'Beginners' Is About Life's Second Act

Playing an emotionally asphyxiated illustrator whose cancer-stricken dad comes out of the closet at age 75, Ewan McGregor looks positively yummy in Beginners, a gay-is-okay dramedy from the distributor that brought us The Kids Are All Right. In fact, this semi-autobiographical movie by SoCal skater-boy-turned-graphic-designer/filmmaker Mike Mills has no shortage of the adorable. There's a Jack Russell terrier who speaks in subtitles, a French pixie who doesn't speak at all because she has laryngitis (which eventually gives way to an ah-dor-aw-blah accent), and a scene in which the artist and the pixie go roller-skating with the dog—in an apartment-building hallway, yet! Dying old Dad is cute, too, hosting a party for his new gay friends at which they all watch The Times of Harvey Milk.

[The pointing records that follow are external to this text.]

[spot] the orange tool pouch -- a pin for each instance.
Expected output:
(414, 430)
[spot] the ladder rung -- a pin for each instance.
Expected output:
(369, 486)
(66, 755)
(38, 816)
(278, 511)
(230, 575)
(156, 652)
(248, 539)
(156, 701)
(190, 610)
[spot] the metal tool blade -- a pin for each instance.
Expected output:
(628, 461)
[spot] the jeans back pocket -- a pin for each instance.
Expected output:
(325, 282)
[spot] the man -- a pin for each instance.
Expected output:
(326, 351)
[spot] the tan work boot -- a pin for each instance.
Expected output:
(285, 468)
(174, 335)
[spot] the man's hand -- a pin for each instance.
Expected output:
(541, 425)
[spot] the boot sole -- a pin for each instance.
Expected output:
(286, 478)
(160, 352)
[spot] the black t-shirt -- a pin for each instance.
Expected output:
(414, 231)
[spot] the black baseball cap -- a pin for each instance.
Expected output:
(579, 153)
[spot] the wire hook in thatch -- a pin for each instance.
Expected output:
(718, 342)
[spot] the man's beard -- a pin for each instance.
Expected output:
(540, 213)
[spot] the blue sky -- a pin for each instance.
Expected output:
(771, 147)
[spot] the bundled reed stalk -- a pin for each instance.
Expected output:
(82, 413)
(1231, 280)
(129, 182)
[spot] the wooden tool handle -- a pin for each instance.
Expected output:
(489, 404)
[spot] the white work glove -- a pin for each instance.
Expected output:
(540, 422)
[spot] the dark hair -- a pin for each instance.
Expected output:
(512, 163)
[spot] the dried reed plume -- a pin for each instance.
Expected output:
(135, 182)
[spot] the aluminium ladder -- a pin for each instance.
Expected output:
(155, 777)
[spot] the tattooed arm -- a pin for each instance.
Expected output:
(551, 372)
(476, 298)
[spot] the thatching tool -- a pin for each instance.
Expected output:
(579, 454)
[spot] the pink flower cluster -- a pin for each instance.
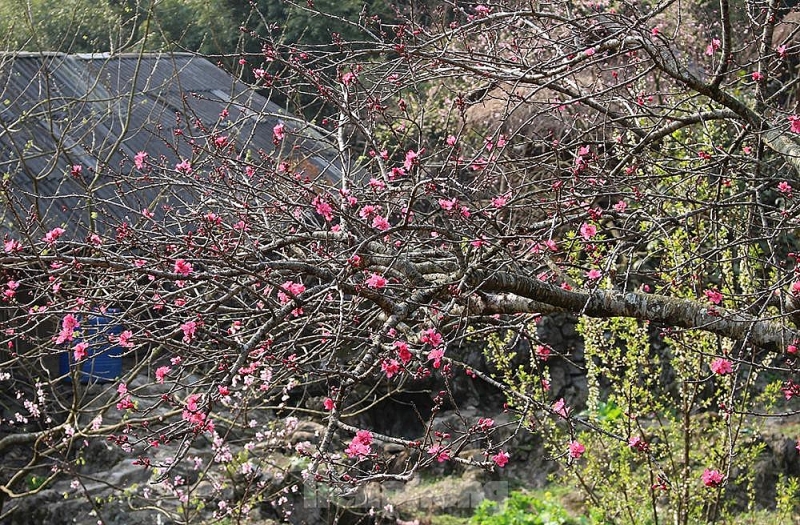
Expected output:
(360, 447)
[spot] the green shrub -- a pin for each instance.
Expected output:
(522, 508)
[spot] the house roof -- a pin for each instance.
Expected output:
(98, 111)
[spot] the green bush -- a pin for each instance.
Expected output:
(522, 508)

So Beginners might sound insufferable, but it isn't—or at least not completely. Mills' second feature (after Thumbsucker) has way too many quirks for its own good, although it also flaunts a rare freedom to jump back and forth in time—before and after Dad goes to that gay-pride parade in the sky. Mills even adds a touch of the experimental through slideshow interludes that free-associatively riff on photo-album and pop-culture images from then and now. And the writer/director's alter ego, Oliver (McGregor), who's working on a downbeat sketch-art series called “The History of Sadness,” periodically likes to spray ironic “historical consciousness” graffiti on LA buildings (e.g., “1983: Chicken McNuggets”)—so the movie has that modest charm in its favor as well.

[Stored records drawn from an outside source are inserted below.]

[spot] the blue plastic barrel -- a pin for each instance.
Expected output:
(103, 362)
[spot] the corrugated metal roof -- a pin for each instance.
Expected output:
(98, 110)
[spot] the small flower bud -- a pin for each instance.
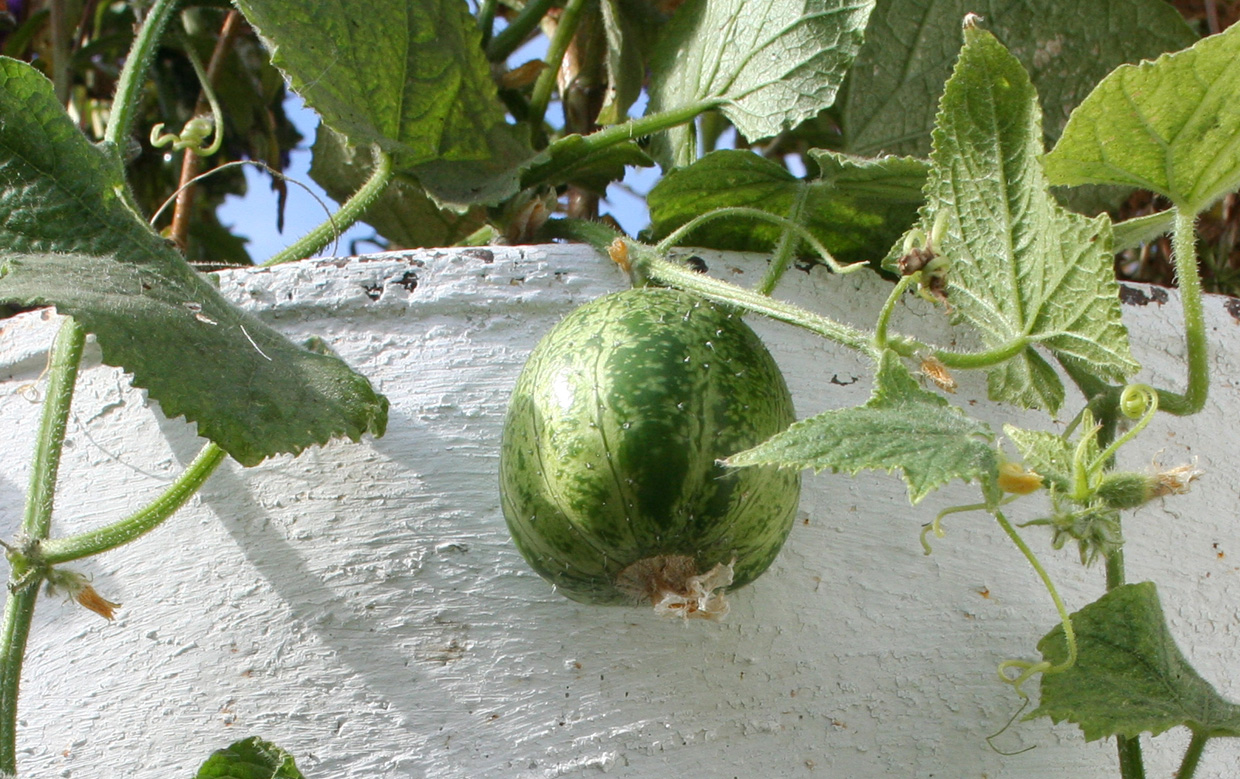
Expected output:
(1129, 490)
(1013, 478)
(76, 586)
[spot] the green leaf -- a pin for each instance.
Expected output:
(573, 160)
(1045, 453)
(408, 76)
(857, 207)
(1022, 269)
(626, 30)
(894, 87)
(900, 427)
(68, 238)
(1129, 677)
(252, 758)
(1171, 125)
(403, 213)
(768, 65)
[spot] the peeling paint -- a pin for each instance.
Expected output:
(363, 607)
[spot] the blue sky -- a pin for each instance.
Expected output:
(254, 215)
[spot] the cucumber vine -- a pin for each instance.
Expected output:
(949, 192)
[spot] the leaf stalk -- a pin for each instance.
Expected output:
(349, 212)
(36, 522)
(84, 545)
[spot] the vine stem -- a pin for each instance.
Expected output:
(680, 277)
(786, 247)
(1192, 756)
(345, 216)
(36, 522)
(1184, 249)
(180, 228)
(123, 531)
(790, 227)
(564, 31)
(515, 34)
(1064, 618)
(129, 86)
(884, 314)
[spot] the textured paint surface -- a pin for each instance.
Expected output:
(363, 607)
(610, 445)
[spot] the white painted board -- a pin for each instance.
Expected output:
(362, 605)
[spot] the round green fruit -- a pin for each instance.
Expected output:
(609, 470)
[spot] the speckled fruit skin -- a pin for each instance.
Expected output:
(613, 436)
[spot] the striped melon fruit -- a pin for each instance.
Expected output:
(608, 468)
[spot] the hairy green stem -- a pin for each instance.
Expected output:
(982, 359)
(610, 137)
(345, 216)
(512, 36)
(1064, 618)
(786, 247)
(1131, 233)
(763, 216)
(133, 76)
(486, 20)
(1131, 762)
(110, 536)
(884, 314)
(564, 31)
(1192, 756)
(1184, 248)
(19, 610)
(680, 277)
(20, 607)
(61, 377)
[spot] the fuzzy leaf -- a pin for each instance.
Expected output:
(252, 758)
(408, 76)
(900, 427)
(70, 240)
(1129, 677)
(571, 160)
(1021, 267)
(403, 213)
(1171, 125)
(910, 45)
(1043, 452)
(857, 207)
(768, 65)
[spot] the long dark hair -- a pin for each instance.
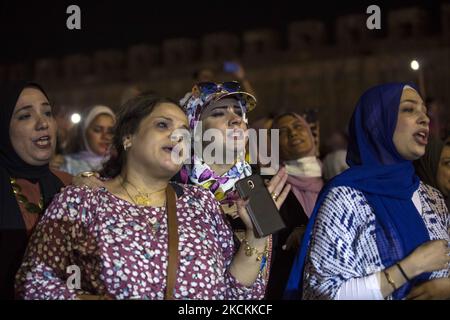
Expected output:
(129, 118)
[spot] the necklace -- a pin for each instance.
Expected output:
(141, 199)
(29, 206)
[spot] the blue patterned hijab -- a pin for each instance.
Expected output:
(387, 180)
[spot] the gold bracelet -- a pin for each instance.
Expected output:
(249, 251)
(389, 279)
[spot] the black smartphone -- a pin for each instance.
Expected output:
(263, 212)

Beginners takes forever to get going, which is evidently the point, as the film is about people newly learning to be themselves. Oliver, 38 going on 13, is first seen gathering his late father's belongings, including the subtitled terrier (“I know 150 words . . .”); then he narrates a brief history of Dad's life via still photos from 1955 on. Flashback to white-haired Dad, a.k.a. Hal (Christopher Plummer, in a lovably hammy turn): “I'm gay,” he tells his son—twice, actually, in a row and in different clothing each time, as Mills establishes that his directorial style will stay queer even when conventional drama would compel another filmmaker to play it straight. A third time frame has preteen Oliver (Keegan Boos) enduring his casually dysfunctional mom (Mary Page Keller), whose unflattering purpose in the film is to explain Hal's former bout of sexual repression and Oliver's ongoing one.

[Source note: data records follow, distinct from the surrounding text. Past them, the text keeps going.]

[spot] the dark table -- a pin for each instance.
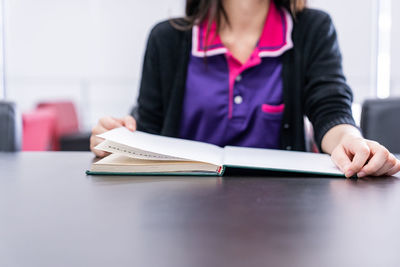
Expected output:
(52, 214)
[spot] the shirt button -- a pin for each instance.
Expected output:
(238, 99)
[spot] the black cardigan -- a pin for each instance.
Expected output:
(313, 81)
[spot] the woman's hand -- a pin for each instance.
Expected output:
(355, 155)
(105, 124)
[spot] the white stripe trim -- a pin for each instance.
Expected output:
(289, 41)
(223, 50)
(195, 48)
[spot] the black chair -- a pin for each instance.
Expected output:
(380, 121)
(10, 127)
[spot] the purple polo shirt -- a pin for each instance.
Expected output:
(230, 103)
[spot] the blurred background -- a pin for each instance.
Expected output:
(90, 52)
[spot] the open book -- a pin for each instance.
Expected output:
(139, 153)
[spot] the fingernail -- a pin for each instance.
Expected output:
(361, 174)
(346, 167)
(349, 173)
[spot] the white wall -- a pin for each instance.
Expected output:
(355, 23)
(90, 51)
(395, 45)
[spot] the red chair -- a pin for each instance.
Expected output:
(66, 135)
(38, 130)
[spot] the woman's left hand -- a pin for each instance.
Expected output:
(355, 155)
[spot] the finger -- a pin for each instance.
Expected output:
(395, 169)
(390, 163)
(98, 129)
(94, 141)
(378, 163)
(361, 153)
(129, 122)
(341, 159)
(110, 123)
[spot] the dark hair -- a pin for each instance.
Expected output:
(198, 10)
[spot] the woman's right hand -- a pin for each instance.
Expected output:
(105, 124)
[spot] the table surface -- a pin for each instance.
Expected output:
(52, 214)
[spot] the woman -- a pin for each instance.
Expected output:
(245, 73)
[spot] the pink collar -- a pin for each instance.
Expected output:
(275, 39)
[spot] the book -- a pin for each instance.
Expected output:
(139, 153)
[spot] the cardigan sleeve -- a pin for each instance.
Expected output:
(327, 98)
(149, 113)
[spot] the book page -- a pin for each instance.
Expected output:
(167, 146)
(280, 160)
(116, 148)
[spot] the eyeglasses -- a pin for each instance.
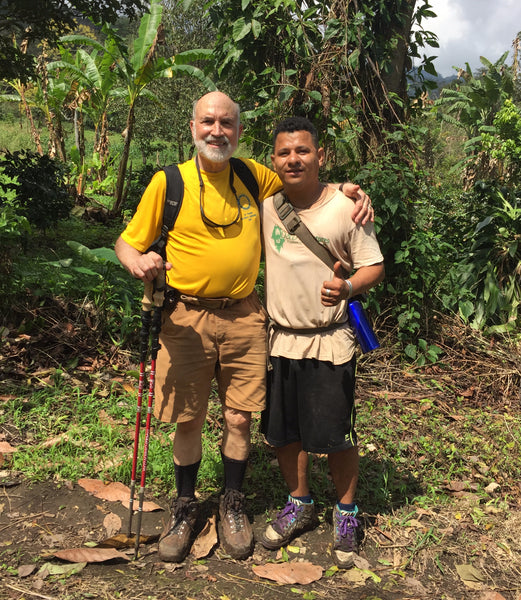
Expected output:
(205, 219)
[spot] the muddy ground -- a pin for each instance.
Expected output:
(36, 521)
(469, 548)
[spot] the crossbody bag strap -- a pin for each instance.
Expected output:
(294, 225)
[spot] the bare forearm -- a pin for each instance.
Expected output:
(139, 265)
(366, 278)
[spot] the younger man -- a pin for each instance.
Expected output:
(311, 386)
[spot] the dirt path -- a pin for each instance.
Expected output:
(438, 554)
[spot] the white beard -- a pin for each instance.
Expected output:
(218, 155)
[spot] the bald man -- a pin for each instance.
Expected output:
(215, 326)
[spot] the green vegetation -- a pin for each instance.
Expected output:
(444, 176)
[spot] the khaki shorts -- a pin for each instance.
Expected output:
(197, 345)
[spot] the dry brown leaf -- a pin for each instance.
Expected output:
(121, 540)
(470, 576)
(6, 448)
(491, 595)
(90, 555)
(147, 505)
(114, 492)
(63, 437)
(25, 570)
(112, 524)
(289, 572)
(206, 540)
(457, 486)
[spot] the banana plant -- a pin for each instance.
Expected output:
(137, 67)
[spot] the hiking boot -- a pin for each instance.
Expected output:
(295, 518)
(235, 530)
(345, 544)
(176, 539)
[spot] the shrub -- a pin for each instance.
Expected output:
(41, 195)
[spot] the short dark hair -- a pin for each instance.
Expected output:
(291, 124)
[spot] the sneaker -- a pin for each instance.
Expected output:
(236, 533)
(295, 518)
(176, 539)
(345, 544)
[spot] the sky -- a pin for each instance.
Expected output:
(468, 29)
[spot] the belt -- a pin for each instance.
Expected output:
(310, 330)
(209, 303)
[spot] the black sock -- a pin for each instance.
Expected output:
(185, 478)
(234, 472)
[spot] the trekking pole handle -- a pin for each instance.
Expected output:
(154, 292)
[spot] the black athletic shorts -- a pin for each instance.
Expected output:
(311, 401)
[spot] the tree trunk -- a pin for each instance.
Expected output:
(34, 132)
(102, 146)
(122, 171)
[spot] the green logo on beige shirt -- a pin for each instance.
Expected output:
(278, 236)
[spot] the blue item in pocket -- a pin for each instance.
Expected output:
(360, 323)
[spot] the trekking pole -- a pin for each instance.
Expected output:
(153, 303)
(146, 318)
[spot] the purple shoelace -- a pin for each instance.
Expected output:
(346, 527)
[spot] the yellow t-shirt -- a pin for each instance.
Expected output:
(207, 261)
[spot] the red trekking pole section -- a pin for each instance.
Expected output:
(151, 326)
(146, 317)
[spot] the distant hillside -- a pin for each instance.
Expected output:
(415, 82)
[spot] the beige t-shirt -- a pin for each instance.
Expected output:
(294, 277)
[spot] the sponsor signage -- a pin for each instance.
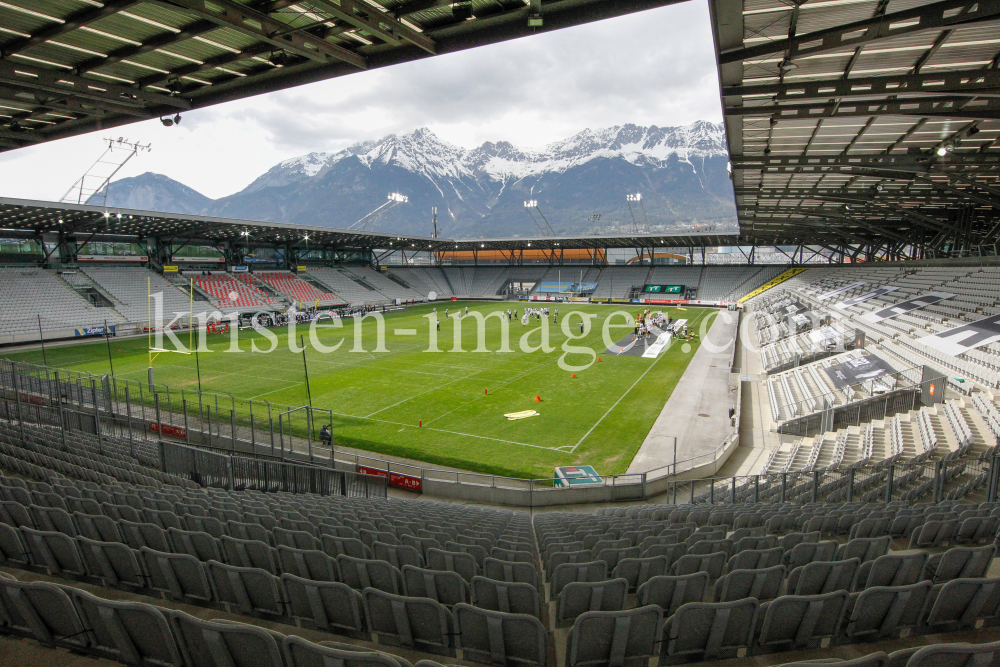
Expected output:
(864, 297)
(395, 479)
(966, 337)
(93, 331)
(200, 260)
(167, 429)
(906, 306)
(663, 289)
(824, 297)
(112, 258)
(567, 476)
(854, 371)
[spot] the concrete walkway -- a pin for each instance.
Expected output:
(697, 412)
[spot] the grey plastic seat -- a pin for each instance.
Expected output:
(181, 576)
(801, 621)
(499, 638)
(810, 552)
(201, 545)
(760, 584)
(877, 659)
(308, 564)
(883, 612)
(823, 577)
(452, 561)
(579, 597)
(217, 643)
(791, 540)
(670, 592)
(250, 531)
(56, 552)
(713, 564)
(960, 603)
(570, 572)
(130, 632)
(301, 652)
(638, 571)
(891, 570)
(346, 546)
(956, 655)
(360, 573)
(97, 527)
(398, 554)
(615, 638)
(864, 548)
(13, 551)
(448, 588)
(325, 605)
(48, 613)
(705, 547)
(418, 623)
(113, 562)
(54, 519)
(250, 590)
(959, 563)
(519, 571)
(754, 542)
(755, 559)
(508, 597)
(708, 631)
(138, 535)
(249, 553)
(297, 539)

A more detailed female character—however slightly—is the aforementioned pixie, Anna (Mélanie Laurent from Inglourious Basterds), a French actress who spends half the film mute and much of the other half suicidal. That Mills is married to fellow twee-film auteur Miranda July, while Oliver struggles to keep Anna happy enough to date him, helps put the “semi” in “semiautobiographical.” Still, on the evidence of Beginners, Mills, like Oliver, favors changing the subject when things get too heavy, the director cutting to another goofy photo montage or graffiti spree to defend against the kind of melodrama that July, for example, allows more freely in Me and You and Everyone We Know.

It's actually this stereotypically male stoicism of the filmmaker, more than his tale of a hip oldster enjoying a much-younger boyfriend (Goran Visnjic) en route to the cemetery, that gives Beginners whatever poignancy it has. Certainly the movie, which is about emotional evasion as much as it is a symptom of it, represents a progression for Mills not only from the merely juvenile Thumbsucker, but also from the early short films—such as Paperboys and Deformer—that found the former skater punk fixating almost creepily on boys and their toys. Beginners may culminate in the grown-up hugs and tears that no doubt encouraged Focus Features to buy it in Toronto last fall, but it's strongest as the story of an artist who, in his own way, has only begun to come out.


This review appeared in print as “Life's Second Act: Graphic artist Mike Mills starts something new with Beginners.”